These $1 million San Francisco apartments have random support beams running straight through their kitchens

Google Street ViewAbove: A street view of 1488 Harrison St. in San Francisco’s SoMa neighbourhood where a number of apartments have structural support beams running right through the space.

  • A handful of units in a San Francisco apartment complex sport a unique interior feature: structural support beams running diagonally through the space.
  • All of the units have sold for about $US1 million a piece.
  • The kitchens of three units are all interrupted by a beam running from a cabinet to the middle of the kitchen floor. The beams in two other condos run parallel to the wall, which seems more convenient.
  • Despite the mockery from Twitter, there’s a good reason for the beam: converting old industrial buildings into apartments requires extra structural support.

San Francisco’s real estate market is rife with peculiar home listings. Some homes had their interiors ravaged by fires and still sold for $US2 million. Some sell for $US1.6 million over the asking price.

Now, these San Francisco apartments are attracting attention – and ridicule – because they have structural support beams running straight through their kitchens.

The apartments are located at1488 Harrison St, in the city’s lower SoMa neighbourhood. By looking through listings on Redfin, we found at least four units in the building where structural support beams run diagonally through the space.
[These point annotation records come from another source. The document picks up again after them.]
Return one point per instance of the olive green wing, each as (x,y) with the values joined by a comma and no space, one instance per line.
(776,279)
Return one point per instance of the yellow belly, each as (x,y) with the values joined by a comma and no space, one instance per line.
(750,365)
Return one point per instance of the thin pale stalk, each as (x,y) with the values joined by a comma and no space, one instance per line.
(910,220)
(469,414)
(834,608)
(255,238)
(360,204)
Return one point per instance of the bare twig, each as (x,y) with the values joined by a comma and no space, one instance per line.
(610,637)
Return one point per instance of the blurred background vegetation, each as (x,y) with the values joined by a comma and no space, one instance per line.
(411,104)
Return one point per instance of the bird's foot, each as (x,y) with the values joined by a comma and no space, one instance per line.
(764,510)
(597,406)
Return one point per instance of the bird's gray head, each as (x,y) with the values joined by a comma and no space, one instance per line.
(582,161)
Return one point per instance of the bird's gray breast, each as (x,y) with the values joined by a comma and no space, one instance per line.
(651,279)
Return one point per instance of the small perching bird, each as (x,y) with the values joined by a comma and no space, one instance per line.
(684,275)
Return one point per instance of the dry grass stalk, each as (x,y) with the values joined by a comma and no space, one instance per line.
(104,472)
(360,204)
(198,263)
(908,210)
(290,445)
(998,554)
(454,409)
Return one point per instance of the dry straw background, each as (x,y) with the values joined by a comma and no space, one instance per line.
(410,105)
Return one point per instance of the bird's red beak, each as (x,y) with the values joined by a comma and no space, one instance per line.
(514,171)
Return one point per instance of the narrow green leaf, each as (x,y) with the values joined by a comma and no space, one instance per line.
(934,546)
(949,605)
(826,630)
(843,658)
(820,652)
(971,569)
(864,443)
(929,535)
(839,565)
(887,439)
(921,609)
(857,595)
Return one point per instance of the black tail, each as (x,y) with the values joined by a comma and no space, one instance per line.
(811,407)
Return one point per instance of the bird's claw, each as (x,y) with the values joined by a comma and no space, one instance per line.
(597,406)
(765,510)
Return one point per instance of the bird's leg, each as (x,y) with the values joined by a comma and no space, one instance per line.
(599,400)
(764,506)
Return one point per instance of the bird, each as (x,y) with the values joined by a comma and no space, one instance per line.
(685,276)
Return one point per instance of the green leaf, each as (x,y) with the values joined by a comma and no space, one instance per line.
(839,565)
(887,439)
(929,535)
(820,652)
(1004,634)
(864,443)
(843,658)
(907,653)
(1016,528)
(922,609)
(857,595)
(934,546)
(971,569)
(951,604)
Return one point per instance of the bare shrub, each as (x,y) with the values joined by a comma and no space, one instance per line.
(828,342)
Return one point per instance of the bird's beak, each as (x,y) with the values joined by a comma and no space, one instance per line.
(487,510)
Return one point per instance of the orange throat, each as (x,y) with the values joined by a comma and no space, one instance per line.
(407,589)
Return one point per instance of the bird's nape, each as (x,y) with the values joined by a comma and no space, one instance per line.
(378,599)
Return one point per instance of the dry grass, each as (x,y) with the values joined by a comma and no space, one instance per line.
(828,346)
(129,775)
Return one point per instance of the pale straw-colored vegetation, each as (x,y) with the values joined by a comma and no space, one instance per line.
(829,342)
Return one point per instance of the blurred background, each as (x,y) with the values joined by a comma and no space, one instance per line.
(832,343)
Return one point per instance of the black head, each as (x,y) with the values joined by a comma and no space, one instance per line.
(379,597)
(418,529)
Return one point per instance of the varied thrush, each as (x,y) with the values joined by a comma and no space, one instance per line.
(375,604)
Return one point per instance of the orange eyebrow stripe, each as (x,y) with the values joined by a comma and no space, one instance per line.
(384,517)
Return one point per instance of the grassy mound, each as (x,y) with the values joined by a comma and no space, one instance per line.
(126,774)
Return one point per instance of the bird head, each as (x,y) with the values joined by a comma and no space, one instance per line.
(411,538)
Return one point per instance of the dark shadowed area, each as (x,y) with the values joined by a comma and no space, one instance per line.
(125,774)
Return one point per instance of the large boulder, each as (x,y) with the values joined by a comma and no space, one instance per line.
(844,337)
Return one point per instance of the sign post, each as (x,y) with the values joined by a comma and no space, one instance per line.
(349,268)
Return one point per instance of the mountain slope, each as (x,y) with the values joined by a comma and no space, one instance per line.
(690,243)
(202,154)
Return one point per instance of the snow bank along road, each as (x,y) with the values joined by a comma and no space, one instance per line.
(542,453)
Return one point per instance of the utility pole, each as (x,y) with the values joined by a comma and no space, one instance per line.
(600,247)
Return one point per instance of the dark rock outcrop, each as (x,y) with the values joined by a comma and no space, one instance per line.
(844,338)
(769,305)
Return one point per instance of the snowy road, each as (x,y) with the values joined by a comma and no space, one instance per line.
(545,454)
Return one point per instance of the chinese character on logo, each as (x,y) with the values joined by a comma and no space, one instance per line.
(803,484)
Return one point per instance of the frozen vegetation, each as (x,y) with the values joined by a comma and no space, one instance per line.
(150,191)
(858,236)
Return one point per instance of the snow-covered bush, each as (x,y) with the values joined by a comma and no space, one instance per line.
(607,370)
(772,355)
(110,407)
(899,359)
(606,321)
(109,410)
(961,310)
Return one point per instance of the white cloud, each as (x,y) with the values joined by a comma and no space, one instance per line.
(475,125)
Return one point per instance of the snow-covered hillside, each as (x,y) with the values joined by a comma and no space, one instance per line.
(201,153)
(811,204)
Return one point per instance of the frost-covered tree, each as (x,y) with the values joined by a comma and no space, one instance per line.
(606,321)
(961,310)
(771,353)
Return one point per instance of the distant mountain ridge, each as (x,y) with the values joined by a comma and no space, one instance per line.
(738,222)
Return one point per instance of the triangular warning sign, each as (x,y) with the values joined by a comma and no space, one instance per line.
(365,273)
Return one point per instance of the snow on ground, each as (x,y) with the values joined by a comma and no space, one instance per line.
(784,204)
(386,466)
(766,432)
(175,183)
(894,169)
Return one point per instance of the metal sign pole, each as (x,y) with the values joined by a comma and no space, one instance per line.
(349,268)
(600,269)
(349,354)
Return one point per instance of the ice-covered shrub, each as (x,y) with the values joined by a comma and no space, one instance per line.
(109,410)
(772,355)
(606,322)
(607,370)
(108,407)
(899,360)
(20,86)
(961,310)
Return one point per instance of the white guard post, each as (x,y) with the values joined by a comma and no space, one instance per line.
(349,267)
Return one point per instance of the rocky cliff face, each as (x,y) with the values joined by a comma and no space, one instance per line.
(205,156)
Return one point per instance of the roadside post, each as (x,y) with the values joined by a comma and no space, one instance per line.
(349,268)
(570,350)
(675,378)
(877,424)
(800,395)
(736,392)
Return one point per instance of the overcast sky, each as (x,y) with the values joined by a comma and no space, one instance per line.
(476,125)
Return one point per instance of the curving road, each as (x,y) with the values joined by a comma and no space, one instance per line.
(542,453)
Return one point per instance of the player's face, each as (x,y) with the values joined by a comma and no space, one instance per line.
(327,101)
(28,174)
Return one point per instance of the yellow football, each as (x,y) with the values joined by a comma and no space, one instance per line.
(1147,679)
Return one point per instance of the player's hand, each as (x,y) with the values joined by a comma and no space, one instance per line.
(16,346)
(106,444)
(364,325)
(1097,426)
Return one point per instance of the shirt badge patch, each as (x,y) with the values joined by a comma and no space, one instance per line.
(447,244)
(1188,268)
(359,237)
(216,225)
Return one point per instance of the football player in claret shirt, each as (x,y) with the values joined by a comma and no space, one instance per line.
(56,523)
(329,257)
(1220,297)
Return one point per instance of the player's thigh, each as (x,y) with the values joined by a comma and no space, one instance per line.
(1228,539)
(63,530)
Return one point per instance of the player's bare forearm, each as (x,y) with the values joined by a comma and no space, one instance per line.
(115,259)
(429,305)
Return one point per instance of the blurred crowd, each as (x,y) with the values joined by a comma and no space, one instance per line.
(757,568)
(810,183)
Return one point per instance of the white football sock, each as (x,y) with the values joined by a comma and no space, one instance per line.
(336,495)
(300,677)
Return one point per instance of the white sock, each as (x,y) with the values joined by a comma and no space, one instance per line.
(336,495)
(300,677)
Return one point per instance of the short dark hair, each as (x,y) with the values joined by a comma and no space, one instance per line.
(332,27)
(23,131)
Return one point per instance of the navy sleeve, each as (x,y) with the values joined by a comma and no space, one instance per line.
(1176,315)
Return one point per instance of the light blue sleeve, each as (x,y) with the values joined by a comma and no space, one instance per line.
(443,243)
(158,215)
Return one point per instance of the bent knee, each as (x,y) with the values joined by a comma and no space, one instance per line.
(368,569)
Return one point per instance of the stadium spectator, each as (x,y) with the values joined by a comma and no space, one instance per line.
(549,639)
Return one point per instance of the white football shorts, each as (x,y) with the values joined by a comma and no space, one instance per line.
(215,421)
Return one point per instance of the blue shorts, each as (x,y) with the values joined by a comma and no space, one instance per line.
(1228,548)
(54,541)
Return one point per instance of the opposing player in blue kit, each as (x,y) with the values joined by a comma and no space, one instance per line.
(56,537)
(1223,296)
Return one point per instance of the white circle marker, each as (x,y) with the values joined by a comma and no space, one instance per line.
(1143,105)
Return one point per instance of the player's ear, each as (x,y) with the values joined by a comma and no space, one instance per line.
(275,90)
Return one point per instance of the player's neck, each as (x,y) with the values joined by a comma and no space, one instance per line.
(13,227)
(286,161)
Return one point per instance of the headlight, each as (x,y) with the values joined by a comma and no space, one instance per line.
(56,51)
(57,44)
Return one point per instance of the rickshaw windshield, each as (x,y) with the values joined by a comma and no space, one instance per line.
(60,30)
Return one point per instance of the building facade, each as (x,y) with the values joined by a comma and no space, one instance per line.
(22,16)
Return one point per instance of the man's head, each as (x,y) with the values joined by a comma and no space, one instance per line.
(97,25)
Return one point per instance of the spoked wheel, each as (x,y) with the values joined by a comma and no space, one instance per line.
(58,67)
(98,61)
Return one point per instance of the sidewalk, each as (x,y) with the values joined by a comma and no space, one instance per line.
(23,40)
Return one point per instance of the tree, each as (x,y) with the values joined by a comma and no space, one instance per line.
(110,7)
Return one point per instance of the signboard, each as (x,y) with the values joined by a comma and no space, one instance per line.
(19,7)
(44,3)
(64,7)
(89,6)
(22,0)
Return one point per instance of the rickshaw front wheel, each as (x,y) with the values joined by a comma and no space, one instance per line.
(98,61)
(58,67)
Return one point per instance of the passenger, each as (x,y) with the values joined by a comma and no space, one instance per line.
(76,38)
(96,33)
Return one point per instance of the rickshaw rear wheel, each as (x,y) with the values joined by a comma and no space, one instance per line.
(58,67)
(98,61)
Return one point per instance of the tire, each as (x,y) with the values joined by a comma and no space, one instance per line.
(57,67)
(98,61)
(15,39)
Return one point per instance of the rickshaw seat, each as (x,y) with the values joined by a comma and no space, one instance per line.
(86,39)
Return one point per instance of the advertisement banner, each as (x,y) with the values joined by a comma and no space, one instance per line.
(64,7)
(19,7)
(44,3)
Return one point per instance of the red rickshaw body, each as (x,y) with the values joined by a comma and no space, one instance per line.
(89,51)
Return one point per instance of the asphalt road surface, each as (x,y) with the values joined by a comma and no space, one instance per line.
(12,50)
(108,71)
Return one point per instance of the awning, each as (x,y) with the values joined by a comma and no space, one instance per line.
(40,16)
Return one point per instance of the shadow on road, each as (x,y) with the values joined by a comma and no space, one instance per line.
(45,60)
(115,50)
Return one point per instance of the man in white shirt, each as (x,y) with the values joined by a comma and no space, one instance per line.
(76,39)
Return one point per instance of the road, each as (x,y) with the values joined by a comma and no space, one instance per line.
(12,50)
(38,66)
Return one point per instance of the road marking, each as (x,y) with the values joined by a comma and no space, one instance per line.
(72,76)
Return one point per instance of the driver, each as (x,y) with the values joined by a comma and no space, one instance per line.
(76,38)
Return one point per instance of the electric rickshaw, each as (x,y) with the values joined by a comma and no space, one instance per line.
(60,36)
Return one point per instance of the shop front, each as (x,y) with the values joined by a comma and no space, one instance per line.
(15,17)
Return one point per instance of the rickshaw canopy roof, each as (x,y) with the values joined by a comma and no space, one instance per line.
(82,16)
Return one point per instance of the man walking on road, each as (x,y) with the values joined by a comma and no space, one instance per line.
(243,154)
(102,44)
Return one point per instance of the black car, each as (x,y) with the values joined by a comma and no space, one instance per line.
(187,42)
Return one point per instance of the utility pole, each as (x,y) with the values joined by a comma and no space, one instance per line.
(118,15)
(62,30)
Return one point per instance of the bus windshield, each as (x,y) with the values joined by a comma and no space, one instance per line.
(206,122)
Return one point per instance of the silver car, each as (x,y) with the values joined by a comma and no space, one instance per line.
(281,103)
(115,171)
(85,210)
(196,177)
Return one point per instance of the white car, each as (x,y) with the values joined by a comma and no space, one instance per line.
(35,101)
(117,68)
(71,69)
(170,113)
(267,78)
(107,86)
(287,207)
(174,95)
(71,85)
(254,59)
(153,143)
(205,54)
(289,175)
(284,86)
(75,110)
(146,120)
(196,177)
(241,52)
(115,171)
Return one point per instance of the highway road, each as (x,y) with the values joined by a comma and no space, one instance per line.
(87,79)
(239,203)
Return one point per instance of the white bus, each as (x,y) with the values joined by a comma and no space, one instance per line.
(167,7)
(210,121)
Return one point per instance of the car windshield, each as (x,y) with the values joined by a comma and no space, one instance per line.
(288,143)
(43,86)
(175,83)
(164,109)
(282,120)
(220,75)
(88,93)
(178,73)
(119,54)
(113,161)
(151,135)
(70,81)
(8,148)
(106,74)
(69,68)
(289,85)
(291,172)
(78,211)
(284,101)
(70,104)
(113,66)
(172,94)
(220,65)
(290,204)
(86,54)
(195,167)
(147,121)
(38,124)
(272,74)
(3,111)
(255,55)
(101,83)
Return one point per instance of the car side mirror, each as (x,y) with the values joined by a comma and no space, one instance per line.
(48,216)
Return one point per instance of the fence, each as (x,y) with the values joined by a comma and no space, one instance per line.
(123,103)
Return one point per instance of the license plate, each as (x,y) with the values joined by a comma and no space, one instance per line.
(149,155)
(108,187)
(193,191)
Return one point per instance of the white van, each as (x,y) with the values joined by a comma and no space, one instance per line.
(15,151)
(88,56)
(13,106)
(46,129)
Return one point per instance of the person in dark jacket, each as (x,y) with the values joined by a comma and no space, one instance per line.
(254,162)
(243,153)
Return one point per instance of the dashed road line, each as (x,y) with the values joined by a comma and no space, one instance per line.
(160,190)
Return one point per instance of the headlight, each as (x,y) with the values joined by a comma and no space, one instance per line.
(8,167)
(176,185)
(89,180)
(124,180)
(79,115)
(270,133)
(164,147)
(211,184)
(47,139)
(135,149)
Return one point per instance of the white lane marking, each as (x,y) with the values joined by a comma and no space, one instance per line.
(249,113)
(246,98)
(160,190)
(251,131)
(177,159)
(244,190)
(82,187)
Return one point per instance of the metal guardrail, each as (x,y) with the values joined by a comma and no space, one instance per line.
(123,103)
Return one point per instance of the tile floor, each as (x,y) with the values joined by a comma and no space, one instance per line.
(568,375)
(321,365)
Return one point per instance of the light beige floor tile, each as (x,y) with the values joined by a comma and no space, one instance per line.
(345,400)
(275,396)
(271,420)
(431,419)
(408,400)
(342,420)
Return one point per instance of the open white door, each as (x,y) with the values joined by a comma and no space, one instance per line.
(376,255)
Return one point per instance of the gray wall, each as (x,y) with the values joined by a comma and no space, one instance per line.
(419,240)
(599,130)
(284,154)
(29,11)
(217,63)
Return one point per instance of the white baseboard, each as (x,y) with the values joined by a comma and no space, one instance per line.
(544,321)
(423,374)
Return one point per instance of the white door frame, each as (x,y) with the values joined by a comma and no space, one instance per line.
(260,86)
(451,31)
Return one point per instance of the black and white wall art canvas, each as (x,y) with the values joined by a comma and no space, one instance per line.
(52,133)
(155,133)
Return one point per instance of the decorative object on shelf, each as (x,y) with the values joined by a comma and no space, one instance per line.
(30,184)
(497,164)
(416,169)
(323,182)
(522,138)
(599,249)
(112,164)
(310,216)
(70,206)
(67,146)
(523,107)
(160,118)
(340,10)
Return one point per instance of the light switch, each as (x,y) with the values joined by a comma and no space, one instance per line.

That obviously didn’t affect sales, though, since the units are all sold and occupied. Their owners shelled out about $US1 million for each, records show. In the apartment sold most recently, in June, the unexpected beam runs from the bottom of an overhead kitchen cabinet to the middle of the kitchen floor.

On Twitter, FOO VR chief executive Will Smith claims that he is a previous occupant of one of these units, and that the beam in the kitchen is indeed a constant source of pain and frustration.

The kitchen in a unit two floors down is also interrupted by a beam. Developers were a little more creative with how they incorporated it into the floor plan.

A unit on the second floor is in the same boat, and two more in the complex also sport an out-of-place slanted beam – only they’re positioned a bit more conveniently, parallel to a wall.

Twitter users had some fun speculating on the beam’s puprose: Some hoped it had a whimsical purpose, like a cat tunnel that the owners’ pets could shimmy through for fun. The real reason, however, is less outlandish.

Strange structural circumstances like these aren’t uncommon in San Francisco, when converting old industrial buildings into lofts. Developers need to comply with building codes that require adjustments to be made when converting old factories into living quarters. This Reddit thread provides good context.

Those adjustments can include extra beams for structural support. Furthermore, they were most likely installed before these specific floor plans were designed, making the kitchen situation an unfortunate side effect.

Nevertheless, San Franciscans can’t always afford to be too picky with where they sign a lease. The city’s housing market is so competitive that a random beam running through your kitchen might not seem so bad.